BEIJING -- The authorities are trying to restore public confidence in vaccines after a nationwide scandal struck fear into the hearts of parents.

China banned drug wholesalers from selling vaccines, according to a decision publicized on Monday, the nation's Vaccination Day.

The decision requires B-class (non-compulsory) vaccines to be distributed in the same way as A-class, which are covered by the national compulsory immunization program.
It also requires disease control departments, hospitals and clinics to keep records of purchases and received inventory.

China will establish a system to track vaccines, according to the decision. Enterprises and user agencies must record circulation and use, so all vaccines can be tracked across their life cycle.

The public were shocked and appalled in March when the news that improperly stored vaccines worth millions of dollars were sold to patients nationwide. The State Council has announced that 357 officials implicated in cases concerning the illegal sale of improperly stored vaccines would be penalized.

In the eastern city of Ningbo, the number of vaccinated children decreased by about one fourth from March 18 to 31, according to the local disease prevention and control center.
"Of course I am concerned after the scandal, but I know the government has tightened control," said Mr. Sun in Zhecheng People's Hospital in Zhecheng City, Central China's Henan province. "Besides, this is a big hospital, which I can trust."

Meanwhile, local authorities are trying the quell public unease.

At Zhecheng hospital, health workers were disseminating vaccine information to parents on Monday.

"Some children will have side effects after being vaccinated, but it doesn't mean the vaccines are problematic," said Zhao Xiaolei, a head nurse at the hospital.

In Northeast China's Jilin province, authorities are pioneering a digital system that makes vaccines storage transparent to the public.

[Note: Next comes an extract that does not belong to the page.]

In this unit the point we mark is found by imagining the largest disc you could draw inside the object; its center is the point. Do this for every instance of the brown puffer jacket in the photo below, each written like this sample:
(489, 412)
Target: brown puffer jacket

"Here the fridge temperatures can be seen by the public, and an alarm will be triggered if the temperature is deemed 'abnormal,'" said a medical staff at a health center in the provincial capital Changchun. "Each vaccine will be labeled with a bar code, and its storing and transportation process can be supervised via the code."

In Hefei, capital of Eastern Anhui province, authorities have developed a smart phone application that shares vaccine information.

"Each batch of vaccines will be recorded in the app for public check," said an employee at a community health center in Hefei.

Meanwhile, health authorities have urged the public to continue to have their children vaccinated.

Immunization is the most economic, effective and safest way of preventing, controlling and eradicating communicable diseases, said Mao Qun'an, spokesperson for the National Health and Family Planning Commission.

"The national immunization program has been very successful to the control of preventable diseases," Mao said.